The CDC Stream table-valued-function (TVF) enables users to read change data from relational databases (such as MySQL, PostgreSQL) via CDC. By integrating Flink CDC reading capabilities, it supports full and incremental data synchronization.

It is typically used with CREATE JOB ON STREAMING to achieve continuous single-table data synchronization. For detailed usage, see MySQL Single-table Import and PostgreSQL Single-table Import.

Syntax

cdc_stream(
"type" = "<source_type>",
"jdbc_url" = "<jdbc_url>",
"driver_url" = "<driver_url>",
"driver_class" = "<driver_class>",
"user" = "<user>",
"password" = "<password>",
"database" = "<database>",
"table" = "<table>"
[, "<optional_property_key>" = "<optional_property_value>" [, ...] ]
)

Required Parameters

ParameterDescription
typeData source type, currently supports mysql and postgres
jdbc_urlJDBC connection string, e.g. jdbc:mysql://127.0.0.1:3306 or jdbc:postgresql://127.0.0.1:5432/postgres
driver_urlJDBC driver jar path
driver_classJDBC driver class name. com.mysql.cj.jdbc.Driver for MySQL, org.postgresql.Driver for PostgreSQL
userDatabase username
passwordDatabase password
databaseDatabase name
tableTable name to synchronize

Optional Parameters

ParameterDefaultDescription
schema-Schema name, required for PostgreSQL
offsetinitialinitial: full + incremental sync; latest: incremental only
snapshot_split_size8096Split size (in rows).
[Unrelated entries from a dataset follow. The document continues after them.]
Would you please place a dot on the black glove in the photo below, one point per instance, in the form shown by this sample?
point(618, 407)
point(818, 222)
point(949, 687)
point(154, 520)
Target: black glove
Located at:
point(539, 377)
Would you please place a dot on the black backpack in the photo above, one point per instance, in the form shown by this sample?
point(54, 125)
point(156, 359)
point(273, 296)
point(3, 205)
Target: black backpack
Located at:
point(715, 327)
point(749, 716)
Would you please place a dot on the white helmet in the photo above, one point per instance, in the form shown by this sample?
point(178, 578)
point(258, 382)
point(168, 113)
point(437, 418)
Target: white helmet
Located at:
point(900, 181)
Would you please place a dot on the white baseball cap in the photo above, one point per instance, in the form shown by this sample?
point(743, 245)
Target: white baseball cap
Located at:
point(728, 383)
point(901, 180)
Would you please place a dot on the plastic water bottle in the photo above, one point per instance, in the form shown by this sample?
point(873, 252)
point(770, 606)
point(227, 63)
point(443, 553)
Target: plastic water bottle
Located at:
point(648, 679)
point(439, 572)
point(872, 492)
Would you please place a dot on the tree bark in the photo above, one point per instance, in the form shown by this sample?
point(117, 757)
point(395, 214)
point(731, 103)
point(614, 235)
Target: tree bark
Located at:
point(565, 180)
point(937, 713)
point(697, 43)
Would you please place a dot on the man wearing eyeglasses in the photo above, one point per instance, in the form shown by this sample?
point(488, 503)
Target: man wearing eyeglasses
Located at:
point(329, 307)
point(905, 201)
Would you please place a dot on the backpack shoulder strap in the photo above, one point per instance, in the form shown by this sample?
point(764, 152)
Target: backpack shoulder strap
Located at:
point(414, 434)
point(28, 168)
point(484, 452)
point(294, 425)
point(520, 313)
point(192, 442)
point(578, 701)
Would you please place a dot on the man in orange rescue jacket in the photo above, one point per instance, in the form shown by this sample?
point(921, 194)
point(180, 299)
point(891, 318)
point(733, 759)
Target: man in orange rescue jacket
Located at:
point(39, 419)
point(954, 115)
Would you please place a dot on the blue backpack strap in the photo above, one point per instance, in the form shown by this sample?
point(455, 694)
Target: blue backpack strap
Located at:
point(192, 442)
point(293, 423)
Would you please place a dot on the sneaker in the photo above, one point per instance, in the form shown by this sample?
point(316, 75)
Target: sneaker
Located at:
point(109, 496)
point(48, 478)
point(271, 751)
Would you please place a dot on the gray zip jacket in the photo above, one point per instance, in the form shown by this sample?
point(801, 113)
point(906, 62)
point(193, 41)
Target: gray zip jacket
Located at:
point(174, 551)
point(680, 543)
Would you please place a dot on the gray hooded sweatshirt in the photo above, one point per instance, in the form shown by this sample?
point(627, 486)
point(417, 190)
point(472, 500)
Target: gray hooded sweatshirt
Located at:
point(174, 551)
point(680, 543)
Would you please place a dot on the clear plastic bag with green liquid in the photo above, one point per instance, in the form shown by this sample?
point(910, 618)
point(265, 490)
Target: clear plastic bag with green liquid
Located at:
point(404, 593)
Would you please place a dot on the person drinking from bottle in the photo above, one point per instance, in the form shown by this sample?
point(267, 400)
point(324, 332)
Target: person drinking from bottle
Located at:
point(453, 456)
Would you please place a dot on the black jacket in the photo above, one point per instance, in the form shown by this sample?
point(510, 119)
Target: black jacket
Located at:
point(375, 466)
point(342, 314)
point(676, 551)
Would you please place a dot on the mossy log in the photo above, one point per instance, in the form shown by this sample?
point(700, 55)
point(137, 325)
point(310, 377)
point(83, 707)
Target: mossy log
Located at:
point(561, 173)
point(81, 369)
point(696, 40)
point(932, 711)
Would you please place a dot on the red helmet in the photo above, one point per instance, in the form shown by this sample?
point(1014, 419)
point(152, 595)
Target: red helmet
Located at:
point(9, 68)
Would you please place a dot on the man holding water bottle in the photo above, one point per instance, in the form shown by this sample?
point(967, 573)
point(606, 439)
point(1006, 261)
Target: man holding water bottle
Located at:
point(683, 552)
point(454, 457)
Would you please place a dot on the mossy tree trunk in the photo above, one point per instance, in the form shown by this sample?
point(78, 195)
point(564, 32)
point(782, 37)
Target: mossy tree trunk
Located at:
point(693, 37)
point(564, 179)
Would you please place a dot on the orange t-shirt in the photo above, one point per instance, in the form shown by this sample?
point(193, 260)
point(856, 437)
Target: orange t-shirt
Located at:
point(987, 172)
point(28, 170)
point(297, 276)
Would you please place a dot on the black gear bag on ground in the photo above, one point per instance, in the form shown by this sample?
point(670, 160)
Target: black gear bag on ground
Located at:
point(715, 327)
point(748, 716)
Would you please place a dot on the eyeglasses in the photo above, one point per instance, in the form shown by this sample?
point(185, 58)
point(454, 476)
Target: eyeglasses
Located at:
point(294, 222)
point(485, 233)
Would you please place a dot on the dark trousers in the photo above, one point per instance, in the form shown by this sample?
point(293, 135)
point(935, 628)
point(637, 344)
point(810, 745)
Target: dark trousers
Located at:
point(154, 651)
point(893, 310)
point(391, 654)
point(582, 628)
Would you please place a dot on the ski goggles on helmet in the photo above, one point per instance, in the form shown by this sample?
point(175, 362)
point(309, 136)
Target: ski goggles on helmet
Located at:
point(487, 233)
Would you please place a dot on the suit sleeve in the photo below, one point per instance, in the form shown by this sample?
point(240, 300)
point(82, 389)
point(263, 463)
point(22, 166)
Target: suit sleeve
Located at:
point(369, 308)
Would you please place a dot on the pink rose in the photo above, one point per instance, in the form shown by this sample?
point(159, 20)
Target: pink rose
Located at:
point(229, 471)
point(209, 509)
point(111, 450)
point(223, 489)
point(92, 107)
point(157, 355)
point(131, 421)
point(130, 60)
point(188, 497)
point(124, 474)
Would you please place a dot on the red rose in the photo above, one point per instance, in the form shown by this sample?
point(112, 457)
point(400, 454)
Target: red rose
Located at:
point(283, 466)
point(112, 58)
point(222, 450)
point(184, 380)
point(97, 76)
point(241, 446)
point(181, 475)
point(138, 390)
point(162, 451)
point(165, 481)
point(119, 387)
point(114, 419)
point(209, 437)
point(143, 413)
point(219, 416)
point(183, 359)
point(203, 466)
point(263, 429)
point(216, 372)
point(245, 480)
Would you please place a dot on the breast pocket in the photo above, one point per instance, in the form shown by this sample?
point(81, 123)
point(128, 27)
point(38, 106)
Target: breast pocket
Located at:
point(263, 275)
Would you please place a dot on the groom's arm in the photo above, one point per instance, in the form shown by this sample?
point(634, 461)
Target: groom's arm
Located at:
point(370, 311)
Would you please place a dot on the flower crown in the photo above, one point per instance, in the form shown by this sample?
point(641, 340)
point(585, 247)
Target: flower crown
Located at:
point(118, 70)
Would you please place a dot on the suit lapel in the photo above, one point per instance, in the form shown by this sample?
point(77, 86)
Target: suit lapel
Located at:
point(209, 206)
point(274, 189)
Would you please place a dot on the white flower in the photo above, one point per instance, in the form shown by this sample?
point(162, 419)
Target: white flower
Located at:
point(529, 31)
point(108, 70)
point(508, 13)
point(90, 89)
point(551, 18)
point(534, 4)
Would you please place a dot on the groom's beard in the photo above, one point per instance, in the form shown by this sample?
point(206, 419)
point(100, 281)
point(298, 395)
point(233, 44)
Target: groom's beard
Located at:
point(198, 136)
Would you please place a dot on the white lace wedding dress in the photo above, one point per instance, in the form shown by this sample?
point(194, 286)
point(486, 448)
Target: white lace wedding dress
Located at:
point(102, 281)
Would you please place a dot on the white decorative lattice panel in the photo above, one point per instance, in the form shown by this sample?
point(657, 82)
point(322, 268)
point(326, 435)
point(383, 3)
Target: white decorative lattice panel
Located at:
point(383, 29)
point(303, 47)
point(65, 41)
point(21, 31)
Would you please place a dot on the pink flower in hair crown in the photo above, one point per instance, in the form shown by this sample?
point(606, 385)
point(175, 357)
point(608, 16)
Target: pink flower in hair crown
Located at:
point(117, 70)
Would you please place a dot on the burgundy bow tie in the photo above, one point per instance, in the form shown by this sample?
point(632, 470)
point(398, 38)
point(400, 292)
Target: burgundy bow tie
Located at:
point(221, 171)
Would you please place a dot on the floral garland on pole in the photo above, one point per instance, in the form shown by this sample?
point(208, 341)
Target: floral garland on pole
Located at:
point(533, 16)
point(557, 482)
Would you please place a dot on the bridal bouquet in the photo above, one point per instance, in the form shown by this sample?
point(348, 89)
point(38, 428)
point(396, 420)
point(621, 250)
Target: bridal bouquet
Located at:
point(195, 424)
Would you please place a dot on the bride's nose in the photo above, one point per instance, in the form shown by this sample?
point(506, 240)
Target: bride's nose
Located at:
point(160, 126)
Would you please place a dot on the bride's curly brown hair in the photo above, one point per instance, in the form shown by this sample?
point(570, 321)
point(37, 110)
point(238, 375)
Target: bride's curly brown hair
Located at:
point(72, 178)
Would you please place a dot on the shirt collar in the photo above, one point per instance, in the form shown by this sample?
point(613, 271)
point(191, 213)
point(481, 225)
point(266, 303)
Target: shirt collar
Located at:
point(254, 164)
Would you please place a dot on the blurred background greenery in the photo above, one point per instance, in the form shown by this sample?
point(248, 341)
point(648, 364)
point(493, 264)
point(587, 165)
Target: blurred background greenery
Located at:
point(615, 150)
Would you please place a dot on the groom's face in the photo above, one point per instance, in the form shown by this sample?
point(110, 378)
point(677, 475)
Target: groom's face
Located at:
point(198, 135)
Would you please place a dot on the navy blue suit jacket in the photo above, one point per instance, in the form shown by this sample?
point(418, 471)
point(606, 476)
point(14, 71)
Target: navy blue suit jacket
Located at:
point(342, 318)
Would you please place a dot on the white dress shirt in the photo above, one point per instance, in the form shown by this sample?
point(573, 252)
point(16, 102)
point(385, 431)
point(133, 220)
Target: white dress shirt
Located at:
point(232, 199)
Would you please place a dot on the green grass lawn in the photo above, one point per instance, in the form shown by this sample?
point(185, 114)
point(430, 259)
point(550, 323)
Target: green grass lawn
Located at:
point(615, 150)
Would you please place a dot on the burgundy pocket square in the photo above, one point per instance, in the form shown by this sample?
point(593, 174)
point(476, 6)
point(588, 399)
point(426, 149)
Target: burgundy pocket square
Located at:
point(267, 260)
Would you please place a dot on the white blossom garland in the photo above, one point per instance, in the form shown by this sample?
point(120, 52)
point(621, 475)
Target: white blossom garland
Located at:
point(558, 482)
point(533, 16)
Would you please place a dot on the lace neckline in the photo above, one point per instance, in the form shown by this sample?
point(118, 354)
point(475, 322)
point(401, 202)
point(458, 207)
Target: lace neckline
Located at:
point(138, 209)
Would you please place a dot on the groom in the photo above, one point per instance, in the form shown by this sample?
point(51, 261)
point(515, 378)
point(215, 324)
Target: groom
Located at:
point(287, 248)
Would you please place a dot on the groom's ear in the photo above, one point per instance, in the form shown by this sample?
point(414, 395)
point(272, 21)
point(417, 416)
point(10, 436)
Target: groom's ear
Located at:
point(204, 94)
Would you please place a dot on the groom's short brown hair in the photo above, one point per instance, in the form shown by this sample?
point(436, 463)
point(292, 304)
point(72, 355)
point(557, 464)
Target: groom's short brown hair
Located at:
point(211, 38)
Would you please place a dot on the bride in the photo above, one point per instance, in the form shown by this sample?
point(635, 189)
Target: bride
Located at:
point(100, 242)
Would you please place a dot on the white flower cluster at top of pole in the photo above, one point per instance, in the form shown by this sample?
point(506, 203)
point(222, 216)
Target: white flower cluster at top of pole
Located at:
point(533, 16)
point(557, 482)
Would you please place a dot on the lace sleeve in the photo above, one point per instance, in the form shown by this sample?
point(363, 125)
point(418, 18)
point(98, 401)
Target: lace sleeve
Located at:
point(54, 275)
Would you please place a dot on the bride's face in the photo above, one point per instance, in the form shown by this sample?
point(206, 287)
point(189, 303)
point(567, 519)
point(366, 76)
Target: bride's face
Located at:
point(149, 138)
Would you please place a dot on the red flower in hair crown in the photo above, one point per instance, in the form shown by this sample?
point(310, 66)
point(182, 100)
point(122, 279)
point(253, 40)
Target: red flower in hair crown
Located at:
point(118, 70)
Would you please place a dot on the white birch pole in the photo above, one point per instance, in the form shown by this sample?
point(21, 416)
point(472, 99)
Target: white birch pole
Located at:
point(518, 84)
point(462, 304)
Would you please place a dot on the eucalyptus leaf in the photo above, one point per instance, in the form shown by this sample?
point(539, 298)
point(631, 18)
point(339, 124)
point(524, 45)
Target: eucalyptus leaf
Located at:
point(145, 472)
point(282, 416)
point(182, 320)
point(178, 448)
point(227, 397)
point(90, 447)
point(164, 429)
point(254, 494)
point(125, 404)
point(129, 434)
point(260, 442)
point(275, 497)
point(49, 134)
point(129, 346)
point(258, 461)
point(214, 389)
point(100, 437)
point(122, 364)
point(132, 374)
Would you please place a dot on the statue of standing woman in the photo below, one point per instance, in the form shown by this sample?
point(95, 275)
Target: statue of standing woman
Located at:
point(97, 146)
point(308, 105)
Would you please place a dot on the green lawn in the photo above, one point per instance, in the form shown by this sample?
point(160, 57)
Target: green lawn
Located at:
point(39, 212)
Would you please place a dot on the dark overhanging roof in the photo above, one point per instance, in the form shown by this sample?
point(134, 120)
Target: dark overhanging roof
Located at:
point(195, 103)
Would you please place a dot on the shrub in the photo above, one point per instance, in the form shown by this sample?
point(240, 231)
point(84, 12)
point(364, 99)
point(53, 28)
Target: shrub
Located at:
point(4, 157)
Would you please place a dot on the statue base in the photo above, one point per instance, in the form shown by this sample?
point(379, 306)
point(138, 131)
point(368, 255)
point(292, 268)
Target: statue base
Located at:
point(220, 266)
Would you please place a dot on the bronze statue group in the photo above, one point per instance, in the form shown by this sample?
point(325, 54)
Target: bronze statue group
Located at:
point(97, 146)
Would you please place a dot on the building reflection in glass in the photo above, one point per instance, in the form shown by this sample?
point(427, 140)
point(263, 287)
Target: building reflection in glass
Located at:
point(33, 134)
During full sync, the table is divided into multiple splits
snapshot_parallelism1Parallelism during full sync phase, i.e., max splits per task

Notes

  1. CDC Stream TVF is typically used with CREATE JOB ON STREAMING and is not recommended for use in regular queries.
  2. When using the MySQL type, Binlog must be enabled on MySQL (binlog_format=ROW).
  3. When using the PostgreSQL type, logical replication must be enabled (wal_level=logical).
  4. Supports exactly-once semantics.

Examples

  • Continuously synchronize a single table from MySQL

    CREATE JOB mysql_cdc_job
    ON STREAMING
    DO
    INSERT INTO db1.target_table
    SELECT * FROM cdc_stream(
    "type" = "mysql",
    "jdbc_url" = "jdbc:mysql://127.0.0.1:3306",
    "driver_url" = "mysql-connector-j-8.0.31.jar",
    "driver_class" = "com.mysql.cj.jdbc.Driver",
    "user" = "root",
    "password" = "123456",
    "database" = "source_db",
    "table" = "source_table",
    "offset" = "initial"
    )
  • Continuously synchronize a single table from PostgreSQL

    CREATE JOB pg_cdc_job
    ON STREAMING
    DO
    INSERT INTO db1.target_table
    SELECT * FROM cdc_stream(
    "type" = "postgres",
    "jdbc_url" = "jdbc:postgresql://127.0.0.1:5432/postgres",
    "driver_url" = "postgresql-42.5.0.jar",
    "driver_class" = "org.postgresql.Driver",
    "user" = "postgres",
    "password" = "postgres",
    "database" = "postgres",
    "schema" = "public",
    "table" = "source_table",
    "offset" = "initial"
    )
  • Incremental sync only (skip full snapshot)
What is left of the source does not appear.